By Rhiannon Hoyle and Robb M. Stewart
Global mining companies are re-examining how they pay their
chief executives, aiming to diminish the impact of external
factors--like swings in commodity prices--that can mask a leader's
true performance.
At issue are big bonuses linked to total shareholder returns
that can swell or shrink depending on how a company's share price
performs. Miners--like companies in other sectors--say pay deals
that rely too heavily on these bonuses can encourage risky behavior
such as taking on big expansion projects or employing severe
cost-cutting initiatives that, in some cases, take years to clean
up.
Instead, mining companies argue pay should be linked more
closely with strategic targets, because that would better reflect
what an individual executive can influence. A number of big miners
including BHP Group Ltd., Rio Tinto PLC and South32 Ltd. are
seeking to make changes to their executive pay plans, some starting
from next year.
"Mining companies' profitability, and therefore executive
remuneration, is highly cyclical and strongly driven by market
factors that are outside of their control," said Bill Hartnett,
stewardship director at Aberdeen Standard Investments, which holds
about 3.2% of BHP's London-listed stock for clients.
BHP already has seen the pay for its CEO decrease in recent
years. Marius Kloppers, who stepped down as CEO in 2013, earned as
much as $16 million a year during a tenure that coincided with a
China-led boom in prices for some of BHP's top commodities
including coal and iron ore.
His successor, Andrew Mackenzie, who took home a total of $3.5
million for fiscal 2019, has operated the company during a period
of falling commodity prices as the world digests increasing amounts
of supply from natural gas to iron ore.
Messrs. Kloppers and Mackenzie declined to comment.
Forecasting the cycle of commodity prices is a hazardous
business. Bad weather sometimes disrupts supply, while demand for
metals and minerals can rise or fall on political edicts,
especially in China.
Another big weakness in the current system: Building a mine or
bringing an oil field into production can take longer than the time
horizon for determining bonuses. That is especially the case when
permits are needed from regulators or new infrastructure such as
pipelines or railroads must be built.
BHP's directors say linking more pay to a performance scorecard
could be the answer. New stock awards would be held back for five
years so that directors can be sure that management took decisions
proven to create value. Those proposals were overwhelmingly
accepted in final voting on the company's revamped policy at a
meeting of Australian shareholders Thursday, with about 94% of
holders of the U.K. and Australia listed shares agreeing to the
changes.
Had this policy been in place for Mr. Kloppers, he would have
earned $19 million, or about 25%, less during the roughly five
years through mid-2013, BHP said.

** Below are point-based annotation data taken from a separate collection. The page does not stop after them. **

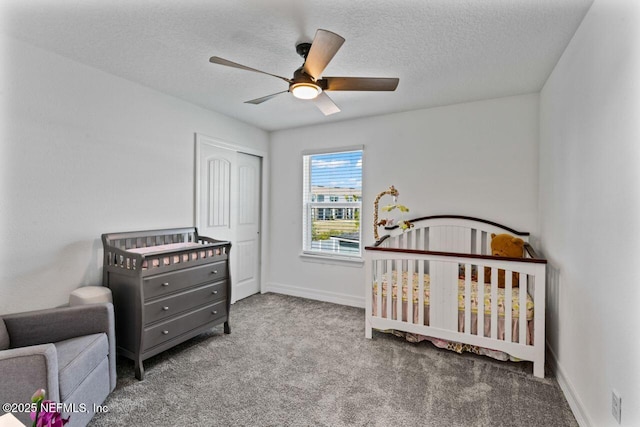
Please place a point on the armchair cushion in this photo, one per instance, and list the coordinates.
(77, 358)
(25, 370)
(4, 336)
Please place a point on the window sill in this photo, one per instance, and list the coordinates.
(332, 259)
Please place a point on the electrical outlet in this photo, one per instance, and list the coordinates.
(616, 406)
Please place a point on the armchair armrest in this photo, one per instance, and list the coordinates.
(25, 370)
(58, 324)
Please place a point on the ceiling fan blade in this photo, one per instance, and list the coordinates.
(326, 104)
(222, 61)
(324, 46)
(359, 83)
(264, 98)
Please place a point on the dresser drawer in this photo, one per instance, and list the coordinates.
(162, 284)
(174, 327)
(186, 300)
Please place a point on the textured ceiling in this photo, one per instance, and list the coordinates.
(443, 51)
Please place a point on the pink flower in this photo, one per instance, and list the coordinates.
(45, 415)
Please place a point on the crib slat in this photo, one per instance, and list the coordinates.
(467, 299)
(478, 242)
(377, 264)
(508, 306)
(410, 270)
(421, 284)
(522, 338)
(494, 303)
(399, 269)
(480, 311)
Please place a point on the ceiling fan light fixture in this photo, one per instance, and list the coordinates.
(305, 90)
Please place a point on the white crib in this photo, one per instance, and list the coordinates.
(441, 264)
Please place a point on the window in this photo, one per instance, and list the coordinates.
(332, 195)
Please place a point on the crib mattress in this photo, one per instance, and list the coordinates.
(515, 295)
(166, 260)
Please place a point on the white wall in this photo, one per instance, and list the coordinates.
(84, 153)
(477, 159)
(590, 212)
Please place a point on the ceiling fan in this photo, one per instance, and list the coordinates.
(307, 83)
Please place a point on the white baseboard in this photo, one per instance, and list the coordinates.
(575, 403)
(315, 294)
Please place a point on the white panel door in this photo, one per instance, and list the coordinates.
(228, 206)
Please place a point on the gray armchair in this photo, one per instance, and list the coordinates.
(68, 351)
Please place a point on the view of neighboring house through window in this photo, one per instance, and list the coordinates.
(332, 198)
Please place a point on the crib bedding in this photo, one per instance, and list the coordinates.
(177, 258)
(450, 345)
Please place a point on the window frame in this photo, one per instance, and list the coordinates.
(308, 205)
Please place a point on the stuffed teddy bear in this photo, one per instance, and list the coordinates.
(505, 245)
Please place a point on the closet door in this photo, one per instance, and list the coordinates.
(228, 205)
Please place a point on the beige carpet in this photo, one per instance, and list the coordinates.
(296, 362)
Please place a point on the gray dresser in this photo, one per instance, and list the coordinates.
(168, 286)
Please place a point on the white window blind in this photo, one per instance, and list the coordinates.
(332, 198)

Mr. Mackenzie would have earned
only 2%, or $1 million, more than he has in the years since
succeeding Mr. Kloppers.
It might not be the last changes made by the company. Directors
also plan next year to clarify and strengthen the link between
performance on climate-change goals and pay, BHP said.
"We are at the early stages of engagement with other major
miners on their remuneration plans," said Mr. Hartnett, the fund
manager, who supports BHP's proposal.
Still, finding a balance that satisfies investors in different
parts of the world isn't easy.
Two years ago, Rio Tinto proposed replacing long-term
performance share awards with restricted stock, while at the same
time lowering the contribution of those long-run bonuses to the
CEO's total pay packet.
The proposal "was well-received in London. It was less
well-received in Australia," Chairman Simon Thompson said at a
shareholder meeting earlier this year. It was set aside.
Rio Tinto says it is talking to investors and could try again,
noting its remuneration policy must be reviewed every three years
under U.K. law. "The board remains of the view that restricted
stock has considerable merits in a long-term cyclical industry such
as mining," the miner said.
South32, which is also reviewing its pay structure, said it is
hard to strike a balance that ensures it is still attractive to
executives who might otherwise give the base-metals miner a
pass.
South32 Chief Executive Graham Kerr this year relinquished 4.7
million Australian dollars (US$3.2 million) in long-term bonuses
that were part of a deal agreed when BHP spun off the business. The
bonus in big part reflected a more than 40% rise in South32's share
price since it began trading in 2015.
"I don't think any of us expected to see South32 perform as
strongly as it did over the first four years of its long-term
plan," South32 Chairman Karen Wood said at an investor meeting
recently. "We all felt--and by all, I'm including Graham very much
in this assessment--that it would deliver an amount of money that
we thought was not appropriate."
Mr. Kerr was unavailable for comment.
Write to Rhiannon Hoyle at rhiannon.hoyle@wsj.com and Robb M.
Stewart at robb.stewart@wsj.com
(END) Dow Jones Newswires
November 07, 2019 08:14 ET (13:14 GMT)
Copyright (c) 2019 Dow Jones & Company, Inc.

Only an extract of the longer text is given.